父が、死んだ。
目の前でバンデーンの凶弾に倒れた。
――それはもう、「今」では「過去」になりつつあって。
ふっとフェイトは目を醒ました。周囲は暗く暗く、ただ彼の目には未開惑星のエリクールにあれば、今日のように天気が良ければ。星明りが月明かりが、色こそ分からないもののそれなりに十分周囲を照らしていて。
「……のど、渇いたな」
小さくつぶやくと、とたんに渇きが増した。サイドテーブルの水差しだけでは全然足りないと思った。思ったから、それには手をのばさずに。あるいは星明りに誘われるようにフェイトはベッドを抜け出す。
――厨房に行って、何か飲もう。
思ったのは、背後でドアが閉じてから。
彼はふらふらと足を踏み出す。
「あれ……マリア……?」
厨房には――その手前の食堂には、先客がいた。未開惑星保護条約違反品のライトをつけっぱにして、片手にカップか何かを大事そうに持ちながら。反対の手を耳元に、何か鋭くつぶやいている。
――ディプロの誰かと、通信してるのか……?
邪魔してはまずいかと躊躇した彼を、前触れなく射た翠の瞳。マリアにまっすぐ見つめられるとまるで心の底を見透かされるようで、思わずぎくりと身を振るわせたフェイトに。
「――もう、世間話だけね? こっちは今夜なの、深夜よ。もう眠いから、寝るわ。じゃあ」
ぷつ。
彼をまっすぐ見つめたままマリアが尖った声で言って、そして通信は切れたようだった。――むしろ、マリアが切ったのか。
「……ええと、良かったのかい? 邪魔しちゃったならあやま、」
「いいのよ。連絡や伝達はもう終わって、あとは世間話と愚痴と注意だけなんだから。
……まったく……いつまで保護者面するつもりなんだか」
「……いや、僕に言われても」
宿備え付けのシャツを羽織って、その上にいつもの上着。服装こそいつもと少し違っても、中身はいつもどおりで。
彼女がカップを一口すすった。
「これ? なんていったかしら、赤ワインベースのホットカクテルよ。ネルが作ってくれたの」
彼の視線に淡々とマリアが答えて、どこまでもいつもどおりの彼女になんだかフェイトは顔をほころばせた。ちょっと待ってくれと言い置いて厨房に向かって、ひとつ酒瓶をつかむとマリアのそばに急ぐ。
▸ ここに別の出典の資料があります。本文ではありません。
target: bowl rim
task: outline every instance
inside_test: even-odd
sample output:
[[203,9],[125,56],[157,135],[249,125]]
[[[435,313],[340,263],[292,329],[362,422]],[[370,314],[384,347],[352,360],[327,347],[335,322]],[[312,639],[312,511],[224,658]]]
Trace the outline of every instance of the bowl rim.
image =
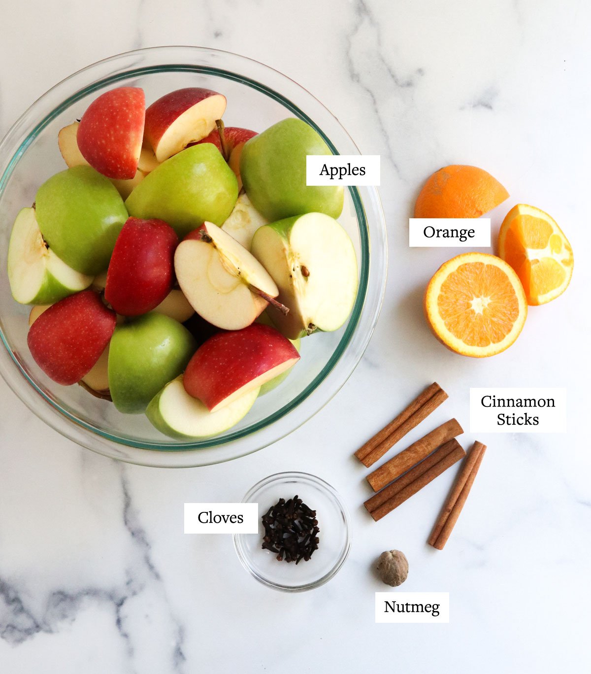
[[[323,480],[321,477],[318,477],[317,475],[314,475],[310,472],[304,472],[299,470],[284,470],[281,472],[273,473],[272,475],[268,475],[266,477],[263,477],[256,484],[253,485],[248,490],[248,491],[247,491],[241,503],[252,503],[251,499],[254,498],[257,492],[260,491],[263,487],[268,487],[270,485],[276,483],[278,484],[282,482],[288,481],[290,483],[301,483],[306,482],[311,483],[315,487],[319,487],[321,491],[324,492],[324,493],[328,494],[330,497],[330,500],[336,503],[339,508],[340,514],[343,518],[345,532],[345,542],[342,549],[339,553],[338,558],[334,564],[331,567],[330,570],[316,580],[312,580],[307,583],[303,583],[301,585],[285,585],[281,583],[275,583],[269,580],[260,574],[257,574],[255,571],[252,566],[249,563],[249,555],[246,553],[242,545],[243,539],[245,537],[257,536],[258,534],[234,534],[232,537],[232,540],[234,543],[234,549],[236,551],[238,559],[240,560],[241,564],[242,564],[243,567],[251,574],[251,576],[252,576],[253,578],[255,578],[255,580],[257,580],[259,583],[266,587],[271,588],[273,590],[278,590],[280,592],[305,592],[307,590],[314,590],[315,588],[320,587],[325,583],[328,583],[329,580],[334,578],[334,576],[342,568],[343,564],[344,564],[345,561],[346,561],[347,557],[349,556],[349,553],[351,550],[351,516],[346,503],[332,485],[329,484],[329,483],[328,483],[325,480]],[[296,487],[296,489],[297,488]],[[258,519],[259,514],[257,514],[257,517]]]
[[[181,53],[181,52],[184,53],[184,50],[190,49],[192,55],[197,56],[197,55],[221,55],[222,56],[231,57],[232,59],[238,59],[241,63],[250,63],[255,64],[259,68],[263,69],[263,70],[266,72],[270,71],[278,75],[282,80],[288,80],[292,85],[296,88],[298,92],[303,92],[307,96],[311,97],[313,99],[315,104],[319,106],[323,111],[327,112],[332,118],[336,124],[338,125],[340,128],[340,131],[344,133],[348,141],[350,142],[352,146],[355,148],[357,152],[359,152],[359,148],[355,145],[354,142],[351,139],[349,134],[344,129],[344,127],[338,122],[338,120],[335,117],[335,116],[330,113],[325,106],[323,105],[316,98],[313,94],[307,92],[303,87],[297,83],[294,82],[294,80],[288,78],[286,75],[283,75],[275,69],[271,68],[264,64],[260,63],[253,59],[248,59],[245,57],[243,57],[240,55],[234,54],[231,52],[222,51],[221,50],[214,50],[210,49],[208,48],[203,47],[150,47],[146,49],[134,50],[129,52],[125,52],[123,54],[116,55],[108,57],[108,59],[102,59],[100,61],[98,61],[96,63],[91,64],[90,65],[86,66],[84,68],[77,71],[75,73],[72,73],[67,78],[61,80],[57,84],[55,85],[51,89],[49,89],[45,94],[37,99],[37,100],[28,109],[28,110],[23,113],[21,117],[13,125],[9,131],[7,133],[6,135],[4,137],[1,142],[0,142],[0,159],[2,156],[2,151],[5,150],[7,145],[12,141],[13,136],[18,133],[20,125],[23,123],[23,121],[28,118],[28,117],[31,116],[32,113],[34,113],[36,110],[36,106],[40,104],[44,99],[49,97],[52,94],[54,94],[56,90],[59,90],[61,88],[67,86],[67,83],[69,82],[71,80],[75,78],[79,77],[82,73],[86,73],[88,71],[92,71],[93,69],[98,67],[100,65],[109,64],[113,62],[118,62],[122,59],[129,58],[130,57],[137,57],[143,56],[146,53],[158,54],[162,52],[167,52],[168,51],[172,51],[174,53]],[[34,139],[38,135],[40,131],[44,127],[49,123],[49,122],[53,120],[57,115],[60,114],[64,110],[67,109],[73,102],[80,100],[84,96],[88,95],[88,93],[91,93],[99,88],[102,88],[104,86],[107,86],[110,84],[117,82],[119,80],[123,79],[129,79],[134,75],[137,76],[138,75],[146,75],[151,73],[155,72],[162,72],[162,71],[190,71],[192,72],[197,72],[199,74],[205,74],[210,75],[216,75],[226,78],[227,79],[233,80],[238,82],[240,84],[246,84],[247,86],[251,86],[252,88],[261,91],[266,95],[269,96],[270,98],[277,100],[280,102],[286,109],[290,111],[296,117],[303,119],[307,123],[309,123],[313,126],[315,129],[321,135],[321,137],[325,140],[325,141],[328,144],[329,147],[334,154],[338,154],[338,152],[330,140],[330,139],[327,136],[326,133],[321,129],[314,121],[305,113],[302,111],[299,106],[291,101],[286,96],[282,94],[279,93],[275,89],[272,88],[270,86],[263,84],[262,82],[259,82],[256,80],[251,78],[247,77],[247,75],[240,74],[237,72],[234,72],[230,70],[224,69],[223,68],[218,68],[216,67],[212,67],[210,65],[206,65],[202,64],[190,64],[190,63],[158,63],[157,65],[145,65],[141,67],[135,67],[134,69],[129,69],[124,67],[123,69],[119,69],[115,70],[111,75],[106,77],[101,77],[96,79],[90,84],[87,84],[86,86],[77,89],[71,95],[68,96],[61,102],[57,106],[53,107],[50,112],[46,114],[43,119],[37,122],[37,123],[34,126],[32,130],[30,130],[26,135],[24,140],[20,142],[18,148],[16,151],[14,152],[10,159],[5,166],[5,169],[3,171],[1,176],[0,176],[0,194],[1,194],[5,187],[5,184],[7,179],[9,178],[12,173],[15,166],[20,158],[26,151],[29,145],[34,140]],[[336,394],[336,393],[340,390],[341,386],[346,381],[346,379],[352,372],[356,363],[359,363],[359,359],[361,359],[363,353],[365,348],[367,347],[367,343],[369,343],[369,338],[371,333],[373,332],[373,328],[375,327],[375,323],[377,319],[377,316],[379,313],[379,309],[381,308],[381,303],[383,301],[383,295],[385,288],[385,275],[387,272],[387,247],[385,245],[385,221],[383,217],[383,210],[381,209],[381,206],[379,202],[379,197],[377,195],[377,190],[373,188],[372,200],[373,206],[374,207],[374,210],[377,210],[378,213],[377,219],[379,224],[381,225],[381,228],[383,230],[382,233],[384,239],[384,245],[383,249],[383,256],[381,260],[381,267],[383,270],[383,278],[381,280],[381,288],[379,292],[379,299],[377,302],[377,310],[375,311],[374,315],[373,317],[373,320],[371,321],[371,325],[368,334],[367,335],[367,338],[364,340],[364,344],[363,348],[361,350],[359,357],[356,359],[356,362],[351,367],[350,371],[348,373],[346,377],[342,381],[341,381],[339,386],[332,392],[332,395],[328,396],[326,400],[323,402],[321,405],[319,405],[315,410],[313,410],[311,414],[309,414],[305,419],[303,419],[300,423],[299,423],[296,426],[290,428],[283,435],[280,435],[266,441],[263,444],[260,446],[257,446],[254,448],[251,448],[239,456],[245,456],[247,454],[250,454],[252,452],[257,451],[259,449],[262,448],[262,447],[266,446],[266,445],[270,444],[272,442],[276,441],[280,437],[284,437],[284,435],[287,435],[288,433],[292,432],[295,428],[298,427],[301,423],[304,423],[308,419],[313,416],[319,409],[323,406],[331,398]],[[272,414],[266,416],[264,419],[260,420],[259,421],[255,422],[239,430],[230,432],[224,435],[220,436],[218,437],[213,438],[205,438],[201,439],[197,439],[195,441],[179,441],[175,443],[164,443],[164,441],[160,443],[157,441],[144,441],[144,440],[136,440],[133,438],[129,438],[127,437],[114,435],[108,431],[105,431],[103,429],[97,427],[92,423],[88,423],[85,420],[79,419],[75,415],[73,415],[65,409],[61,404],[60,404],[55,399],[46,393],[42,388],[40,388],[34,379],[28,374],[26,369],[22,366],[22,365],[19,361],[18,359],[15,357],[12,349],[8,343],[7,340],[5,337],[3,332],[1,330],[1,326],[0,326],[0,341],[2,342],[4,348],[6,353],[9,355],[10,359],[12,361],[13,363],[16,365],[17,369],[20,372],[20,375],[22,375],[22,378],[24,378],[26,383],[28,384],[29,387],[34,391],[40,399],[44,402],[47,405],[49,405],[51,411],[53,412],[57,412],[57,416],[55,415],[41,415],[39,409],[39,406],[34,404],[34,402],[28,399],[23,393],[24,392],[19,390],[18,385],[15,382],[10,380],[10,378],[6,376],[5,368],[3,367],[3,363],[0,363],[0,371],[3,375],[4,379],[7,381],[10,388],[17,394],[17,395],[31,409],[31,410],[36,414],[37,416],[40,417],[46,423],[48,423],[52,427],[57,430],[59,432],[61,433],[65,437],[69,437],[71,439],[73,439],[75,441],[82,444],[84,446],[88,447],[90,449],[94,450],[95,451],[99,451],[100,453],[106,454],[107,456],[113,456],[112,452],[105,452],[104,451],[101,451],[97,449],[95,446],[92,446],[89,443],[84,441],[81,441],[81,437],[80,437],[80,433],[74,433],[73,432],[68,432],[68,429],[71,431],[71,427],[75,427],[77,429],[82,429],[84,431],[86,431],[90,434],[93,437],[99,437],[108,442],[114,443],[117,445],[121,445],[123,448],[129,448],[131,449],[137,449],[142,450],[142,452],[156,452],[156,453],[170,453],[170,452],[185,452],[189,454],[190,452],[198,452],[201,449],[204,448],[212,448],[216,446],[219,447],[221,446],[228,445],[237,441],[239,441],[245,437],[247,437],[249,435],[252,435],[259,431],[267,428],[279,421],[281,418],[285,417],[286,415],[289,414],[297,407],[298,407],[302,402],[304,402],[307,398],[309,398],[322,384],[322,382],[326,379],[331,371],[336,367],[338,362],[340,361],[342,357],[346,351],[347,347],[351,341],[354,333],[357,328],[359,323],[360,318],[361,317],[362,311],[364,308],[364,305],[365,299],[367,297],[369,281],[369,227],[367,219],[365,214],[365,208],[363,206],[363,203],[361,197],[359,195],[358,188],[350,187],[349,187],[349,193],[351,196],[351,199],[353,203],[353,206],[355,210],[355,214],[357,220],[357,226],[360,237],[360,246],[361,249],[361,270],[360,270],[360,282],[359,287],[358,289],[357,296],[355,300],[355,303],[353,309],[351,313],[351,316],[348,321],[346,327],[344,332],[341,336],[338,344],[336,348],[334,350],[331,357],[329,359],[328,361],[325,363],[322,370],[317,375],[316,377],[310,382],[305,388],[297,396],[289,401],[286,404],[284,405],[282,408],[278,410],[276,410]],[[35,400],[38,400],[38,398],[36,398]],[[59,427],[59,425],[55,421],[57,418],[60,419],[65,419],[68,424],[67,428]],[[232,456],[226,459],[218,459],[212,460],[210,462],[198,462],[199,465],[206,465],[208,463],[217,463],[220,462],[223,460],[230,460],[233,458],[237,458],[237,456]],[[129,458],[121,457],[116,456],[115,458],[123,458],[124,460],[130,460]],[[131,460],[131,462],[139,462],[142,464],[146,464],[146,456],[144,457],[144,460],[141,461],[134,461],[133,459]],[[152,464],[150,462],[148,462],[148,464]],[[162,463],[157,461],[155,465],[162,465]],[[185,465],[185,464],[177,464],[179,466],[181,465]],[[193,462],[189,462],[186,465],[195,465]]]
マリアの目が少しだけやわらかくなったのが、その表情の変化を読み取ることができた自分が。
フェイトには少し、嬉しい。
「――マリアも眠れないのかい?」
行儀悪く直接びんに口を付けて、何かを話さなければと焦って出てきたのがそんなどうでも言いことで、自分にがっかりしながら、けれど好奇心も確かにあって。
フェイトのことばにマリアが淡く笑う。
……あるいは、それは別の意味があったかもしれないけれど。
「そうね……」
ため息のようなそれはどこまでも読めなくて。
「ちょっと思い返していたわ」
何を、と教えてくれないマリアよりも、その言葉でなんだかすべて分かったような気がした。間をつなげるために酒瓶を傾けながら、フェイトの頭がぐるぐる回る。
父が、死んだ。
目の前でバンデーンの凶弾に倒れた。
――それはもう、「今」では「過去」になりつつあって。
多分マリアの「思い返していた」にはそれもきっと入っていて。
「――今でも、マリア、キミは今でも父さんを憎んでいるかい」
「最初から「憎んで」なんていないわ。
ただ。……ただ、そうね、嫌いよ。前も今も、大嫌い」
ぽつりとつぶやきにぽつぽつと返ってくる。ロキシの息子として居心地が悪くなって、そろそろびんも空くしすごすご帰ろうかとフェイトが思ったとき、それがきっと分かったのかマリアの雰囲気がふっとやわらかくなった。
驚いて、顔を上げて。
フェイトが見たのは、まるで花がほころぶような見事なマリアの笑み。
「嫌いだけど、一つだけ感謝しているの」
「……え……?」
「キミを、遺してくれた」
華やかな笑みに圧倒されて、頭が動かない。どくんと心臓が跳ねた理由が、フェイトには分からない。顔が熱くなって頭が熱くなって、アルコールが回ったのかな、などと彼はまるで見当違いのことを考えてみる。
「キミが生きて、存在して。だからキミに会えてこうして旅をしていて。たったそれだけが、私には嬉しいのよ。
能力も、その理由も。知ったところでわずらわしいだけだし、消えてなくなれば良いと思うけど。……キミがいるなら、ここにいてくれるなら。そうね、だったらあっても良いかなって思うわ」
マリアが微笑んで。
微笑みながら、そんなことをささやいて。
どくどくどくどく、――フェイトの心臓は、どんどん加速して激しく打っている。